Randall, who died in 2004, was succinct. "It just clicked," he told King.
According to Klugman, the show, which made its debut in 1970, was on the verge of being canceled every year until it actually was axed in 1975.
The show lives on in syndication, just as Klugman told Randall it would.
"You see, when were on originally, we never had a rating." Randall told King in 1996. "We were not a success. It's hard to believe, but Jack always said, 'Someday, we'll come back in reruns, and they'll find us because we know we were good,' and he just was right dead center on target."
That paid off nicely for the actors, who received part ownership; Klugman said he received 10% while Randall got 20%. It earned Klugman far more than the $7,000 an episode he made for the last season of 22 episodes.
Klugman and Randall later reunited for a 1993 TV movie "The Odd Couple: Together Again" and the 1999 Broadway play, "Sunshine Boys," according to the Internet Movie Database website. They also performed the stage version of "The Odd Couple" in London.
When "The Odd Couple" ended, he didn't want to do another TV series, Klugman told King, even though he got a lot of offers for more comedies. He said he eventually became fascinated with the lead character in "Quincy."
"This guy is two heroes in one. He is a cop, he is a doctor," he said he told his agent. The show was successful because even though it was about death, it lacked violence. It was about social issues, he said.
Klugman also won an Emmy in 1964 for outstanding single performance by an actor in a leading role for portraying a blacklisted actor in an episode of "The Defenders."

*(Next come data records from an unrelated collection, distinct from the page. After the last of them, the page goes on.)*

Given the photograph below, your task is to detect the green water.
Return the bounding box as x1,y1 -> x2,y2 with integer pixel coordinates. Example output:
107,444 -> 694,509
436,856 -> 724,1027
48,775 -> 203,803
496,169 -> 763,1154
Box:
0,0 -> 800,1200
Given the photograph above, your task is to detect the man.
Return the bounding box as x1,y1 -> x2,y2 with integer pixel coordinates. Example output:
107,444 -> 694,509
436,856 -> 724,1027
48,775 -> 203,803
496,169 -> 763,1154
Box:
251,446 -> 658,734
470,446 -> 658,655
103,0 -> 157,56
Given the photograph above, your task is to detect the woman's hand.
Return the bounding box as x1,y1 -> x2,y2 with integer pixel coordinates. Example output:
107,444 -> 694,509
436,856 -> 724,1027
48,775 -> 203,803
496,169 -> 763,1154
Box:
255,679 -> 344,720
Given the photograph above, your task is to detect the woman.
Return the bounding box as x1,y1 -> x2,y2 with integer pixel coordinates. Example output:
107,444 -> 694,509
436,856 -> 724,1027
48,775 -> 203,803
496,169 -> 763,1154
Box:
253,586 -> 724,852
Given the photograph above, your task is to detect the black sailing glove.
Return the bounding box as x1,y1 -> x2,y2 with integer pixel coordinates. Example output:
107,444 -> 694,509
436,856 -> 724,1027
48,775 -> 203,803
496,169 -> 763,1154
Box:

Klugman's stage, film and television acting career spanned more than five decades.
One of his first breaks was as a 29-year-old understudy in the comedic play "Mister Roberts," starring Henry Fonda.
Klugman spent 15 months on the road and played the role of a doctor for two months. The doctor was supposed to be about 40 years old.
"I always looked old anyway. When I was 22, I looked 80," Klugman said.
A Philadelphia native, Klugman also made his mark in movies, including an early role as a member of the jury in 1957's "12 Angry Men," and as Ali McGraw's father in "Goodbye, Columbus" in 1969.
He was the last of the 12 actors from "12 Angry Men" to pass away.
His earliest acting was on the stage in New York, where he continued to perform throughout his life.
Some of his memorable early TV appearances included roles on "The Twilight Zone" and the crime drama "Naked City." The Internet Movie Database lists 97 television and film credits for Klugman.
A battle with throat cancer in the late 1980s reduced his voice to a rasp, but it did not end his career.
Klugman was also a big fan of the ponies.
"I always was a player," he said. "I had been gambling on horses since I was a kid, 15 years old. And when I came (to Los Angeles), I came involved with people" with whom he began to buy horses.
One of the race horses turned up lame so Klugman agreed to breed the horse and sell the foal.
Instead he decided to keep it and name it Jack. But when it was born, he was told the horse was a female so he named it Jacklin. When he received the horse, it turned out it was a male after all.
Jacklin Klugman finished third in the 1980 Kentucky Derby and fourth in the Preakness Stakes.
Klugman was first married to the late Brett Somers -- an actress and regular panelist on the TV quiz show "Match Game" -- from 1953 until her death in 2007, the website said. People magazine reported that the two separated in 1974 but never divorced.
At the time of his death, he was married to former actress and longtime girlfriend Peggy Crosby, whom he married in 2008 when he was 85. Klugman is also survived by another son, David.